The prosecution in the Hosni Mubarak trial said on Wednesday it has concluded that Egypt's ousted president, his security chief and six top police officers were the "actual instigators" of the killing of more than 800 protesters during last year's popular uprising that brought down his regime.
Mubarak and his seven co-defendants are facing charges of complicity in the killings and could face the death penalty if convicted.
Wednesday's hearing coincided with the second day of voting in the third and final round of parliamentary elections that began on Nov. 28. Even before the final round, Islamists led by the Muslim Brotherhood, Egypt's largest political group, were assured of a majority in the new legislature. They are likely to bolster their gains in the final round, since many of the nine provinces voting have been traditional Islamist strongholds.
The elections, the fairest and freest in decades, have attracted a heavy turnout. Final results were due to be announced Jan. 13.
The military officers who have taken over from Mubarak when he stepped down on Feb. 11 say presidential elections will be held before the end of June, but they are yet to announce an exact date for the vote and for formally handing over power to a civilian administration.
Activists have been pointing to what they see as mounting signs of a confluence of interests between the Brotherhood and the ruling generals. They fear their understanding could lead to shelving reforms for greater democracy they hoped for after Mubarak's fall.
Activists accuse the Brotherhood of opportunism and a determination to seize power. The group initially stayed out of the anti-Mubarak uprising, though its disciplined followers later lent considerable street muscle to protesters' street battles against security forces and Mubarak loyalists. It has since largely stayed out of antimilitary demonstrations, arguing that it was relying on the democratic process, rather than protests.
The Mubarak trial brings out conflicting visions. Reformers and the victims' families clamor for a full measure of justice, while many others want the turbulence to end so that Egypt's battered economy can move toward stability.
On Wednesday, chief prosecutor Mustafa Suleiman said the defendants clearly authorized the use of live ammunition and a shoot-to-kill policy against peaceful protesters. He also complained that the prosecution had to launch its own probe after security authorities ignored the prosecution's requests for help in the inquiry. Prosecutors interviewed hundreds of witnesses, physicians and police officers to build its case.

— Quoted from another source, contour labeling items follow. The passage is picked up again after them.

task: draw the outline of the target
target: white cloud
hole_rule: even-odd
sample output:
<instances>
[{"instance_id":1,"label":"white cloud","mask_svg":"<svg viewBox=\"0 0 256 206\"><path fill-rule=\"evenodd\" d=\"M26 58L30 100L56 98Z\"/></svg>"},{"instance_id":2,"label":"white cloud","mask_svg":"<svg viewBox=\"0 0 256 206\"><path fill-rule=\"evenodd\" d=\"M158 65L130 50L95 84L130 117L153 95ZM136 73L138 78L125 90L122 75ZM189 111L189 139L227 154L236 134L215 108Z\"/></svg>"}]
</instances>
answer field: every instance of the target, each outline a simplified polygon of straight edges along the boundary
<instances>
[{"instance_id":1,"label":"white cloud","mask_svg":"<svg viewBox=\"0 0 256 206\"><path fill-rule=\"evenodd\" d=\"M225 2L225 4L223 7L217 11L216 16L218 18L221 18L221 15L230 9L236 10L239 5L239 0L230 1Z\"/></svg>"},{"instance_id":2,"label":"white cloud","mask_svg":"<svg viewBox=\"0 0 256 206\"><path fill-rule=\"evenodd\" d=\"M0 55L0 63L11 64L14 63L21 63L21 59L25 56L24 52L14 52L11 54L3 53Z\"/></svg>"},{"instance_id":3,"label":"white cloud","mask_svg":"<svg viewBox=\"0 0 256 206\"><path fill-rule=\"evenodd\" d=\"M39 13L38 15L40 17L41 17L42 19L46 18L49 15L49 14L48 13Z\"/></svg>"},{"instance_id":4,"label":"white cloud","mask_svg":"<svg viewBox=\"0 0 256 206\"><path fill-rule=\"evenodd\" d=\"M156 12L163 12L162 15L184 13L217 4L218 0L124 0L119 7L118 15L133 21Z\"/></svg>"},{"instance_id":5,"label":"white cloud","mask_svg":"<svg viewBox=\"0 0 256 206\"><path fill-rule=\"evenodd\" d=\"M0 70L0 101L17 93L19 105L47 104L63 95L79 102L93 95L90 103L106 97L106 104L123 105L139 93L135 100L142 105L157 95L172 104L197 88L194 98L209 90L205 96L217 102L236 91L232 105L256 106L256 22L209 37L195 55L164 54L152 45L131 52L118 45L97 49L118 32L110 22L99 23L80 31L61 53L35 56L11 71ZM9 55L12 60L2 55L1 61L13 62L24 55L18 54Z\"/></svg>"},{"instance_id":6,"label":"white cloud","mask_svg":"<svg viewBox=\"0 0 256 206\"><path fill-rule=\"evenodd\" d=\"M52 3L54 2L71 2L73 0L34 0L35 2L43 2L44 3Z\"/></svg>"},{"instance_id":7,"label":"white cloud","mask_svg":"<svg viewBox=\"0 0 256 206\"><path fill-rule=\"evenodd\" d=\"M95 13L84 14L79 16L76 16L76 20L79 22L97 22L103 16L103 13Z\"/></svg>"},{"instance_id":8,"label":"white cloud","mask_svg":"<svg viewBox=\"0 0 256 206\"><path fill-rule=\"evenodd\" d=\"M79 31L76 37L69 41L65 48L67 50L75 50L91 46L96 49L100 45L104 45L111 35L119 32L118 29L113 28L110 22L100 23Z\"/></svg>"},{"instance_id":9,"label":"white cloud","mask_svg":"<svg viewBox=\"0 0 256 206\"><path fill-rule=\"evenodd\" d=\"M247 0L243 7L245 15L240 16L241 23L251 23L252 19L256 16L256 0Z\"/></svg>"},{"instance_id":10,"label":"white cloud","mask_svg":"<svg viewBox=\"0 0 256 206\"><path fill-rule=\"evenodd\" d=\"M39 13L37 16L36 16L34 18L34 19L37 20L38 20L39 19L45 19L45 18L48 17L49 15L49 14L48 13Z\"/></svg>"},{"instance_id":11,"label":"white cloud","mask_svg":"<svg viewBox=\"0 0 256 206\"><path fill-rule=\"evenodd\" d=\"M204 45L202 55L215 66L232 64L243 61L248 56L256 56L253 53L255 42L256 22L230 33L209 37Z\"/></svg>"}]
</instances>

Suleiman said the decision to use live ammunition was taken on Jan. 27 last year, just before the most violent day of the 18-day uprising that forced Mubarak to step down on Feb. 11.
Dubbed the "Friday of Rage," Jan. 28 also saw the deployment of army troops in Cairo and across much of the nation, as well as the yet to be explained disappearance of security forces. The objective, he said, was to kill enough protesters to force the rest to disperse.
Another prosecutor, Mustafa Khater, told the court that special police forces armed with automatic rifles targeted the heads, chests and eyes of protesters.
The prosecution also showed video of the violence taken by TV stations. They showed police officers loading up their weapons with live ammunition and police and fire engine trucks chasing protesters and running them over. One video showed a police officer perched on top of a police car and killing a protester with a gunshot to the head.
"The defendants before you in the cage are the actual instigators and are the ones who gave police officers the order to shoot," said Suleiman. He also said that the prosecution has evidence that the regime used "thugs" against the protesters.
"The protesters were peaceful, and it was the police that started firing on them," he said. Suleiman said the Interior Minister and the country's intelligence agency ignored or provided little data in response to the prosecution's requests for information on the circumstances surrounding the killings. He said widespread disarray in the state at the time of the probe — around mid-February — or the wish to protect their own may have been behind the lack of cooperation.
Khater told the court that Interior Ministry officials used thugs and hardened criminals to provoke the protesters into violence. The thugs, he said, pelted protesters with rocks, prompting them to act in self defense and appear not to be peaceful.
The hearings will resume on Thursday for the third and final day of the prosecution's opening statement.